João Felipe Barbieri, um dos maiores traficantes de armas do mundo, que estava preso em uma cadeia na cidade do Rio de Janeiro, saiu da prisão utilizando um alvará de soltura falso. O alvará  foi emitido por email em função da pandemia do coronavírus e as com que o traficantede armas deixasse o complexo penitenciário de Gericinó, em Bangu, zona oeste do Rio , pela porta da frente.
O caso aconteceu na tarde de 18 de novembro de 2020 e foi descoberto essa semana.
O MPF (Ministério Público Federal), que instaurou inquérito, não descarta o envolvimento de servidores públicos na trama para a fuga.
Filho de Frederick Barbieri, preso nos Estados Unidos e conhecido como “Senhor das Armas”, João Filipe foi condenado a 27 anos de prisão , acusado de integrar uma quadrilha de tráfico internacional de armas e que seria responsável pelo envio de cerca de mil fuzis ao Brasil.
Um mês antes da fuga de João Felipe, outro condenado integrante  da mesma quadrilha, João Victor Silva Rosa, também condenado, deixou o presídio usando o mesmo procedimento fraudulento.
Segundo informações da Seap (Secretaria de Administração Penitenciária), responsável pela gestão do sistema prisional no Rio, o processo de soltura adotado em razão da pandemia facilitou a fuga, uma vez que que todo o trâmite foi feito por email enviado por um suspeito que se identificou como oficial de justiça.
O procurador Eduardo Benones, encarregado do MPF na investigação, disse acreditar na possibilidade de participação de agentes públicos na fuga. Eduardo declarou que  também entende que a emissão de alvarás de soltura por email durante a pandemia facilitou a ação da quadrilha.

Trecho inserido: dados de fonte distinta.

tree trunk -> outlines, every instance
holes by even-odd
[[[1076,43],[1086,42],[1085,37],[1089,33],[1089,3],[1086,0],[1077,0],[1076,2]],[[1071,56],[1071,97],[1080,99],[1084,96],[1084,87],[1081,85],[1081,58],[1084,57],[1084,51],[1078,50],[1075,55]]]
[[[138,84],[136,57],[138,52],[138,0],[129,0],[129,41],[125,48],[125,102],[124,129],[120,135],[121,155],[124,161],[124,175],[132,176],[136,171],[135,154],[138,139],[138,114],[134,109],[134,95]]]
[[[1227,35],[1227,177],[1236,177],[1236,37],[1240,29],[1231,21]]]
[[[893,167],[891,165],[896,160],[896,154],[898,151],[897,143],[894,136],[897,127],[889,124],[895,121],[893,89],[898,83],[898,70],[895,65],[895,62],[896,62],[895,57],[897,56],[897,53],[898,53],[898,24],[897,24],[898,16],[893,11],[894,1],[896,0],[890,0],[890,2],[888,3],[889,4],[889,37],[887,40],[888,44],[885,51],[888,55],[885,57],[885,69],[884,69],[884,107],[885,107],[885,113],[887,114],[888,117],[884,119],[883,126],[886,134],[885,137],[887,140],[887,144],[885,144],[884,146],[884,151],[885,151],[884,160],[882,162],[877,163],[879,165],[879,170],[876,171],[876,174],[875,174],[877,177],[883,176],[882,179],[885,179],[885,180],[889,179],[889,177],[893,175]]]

“Mas a emissão de alvarás por email não é desculpa. É muito difícil que não tenha ocorrido a participação criminosa de servidores públicos. Vamos agora investigar como se deu a confecção, elaboração e chegada desse documento falso à Seap” disse Eduardo Benones.
“A comunicação via email não ameniza em nada a gravidade dos fatos ou a responsabilidade de eventuais envolvidos. Mesmo porque o uso de meios eletrônicos tem ganhado cada vez mais espaço no serviço público”, complementou o procurador.
Cinco dias antes da fuga de João Filipe, o setor responsável pela entrada e saída de presos do complexo penitenciário, recebeu um email emitido por um homem que se apresentou como oficial de justiça. NO email, havia um ofício com assinatura falsa da juíza que estava de plantão naquele dia.
No dia da fuga, foi enviado novo email em nome da mesma juíza com pedido de suspensão imediata da execução da pena, ordenando que João Filipe fosse solto em até 24 horas. O preso então foi liberado pelo responsável pela entrada e saída de internos da penitenciária.
Em nota, a Seap disse que estabeleceu um novo protocolo de dupla checagem de documentos eletrônicos para evitar fraudes relacionadas ao envio de comunicações judiciais falsas e abriu sindicância interna para apurar os fatos e apontar responsabilidades.
A Justiça Federal expediu mandados de prisão para João Filipe e João Victor, que são considerados foragidos.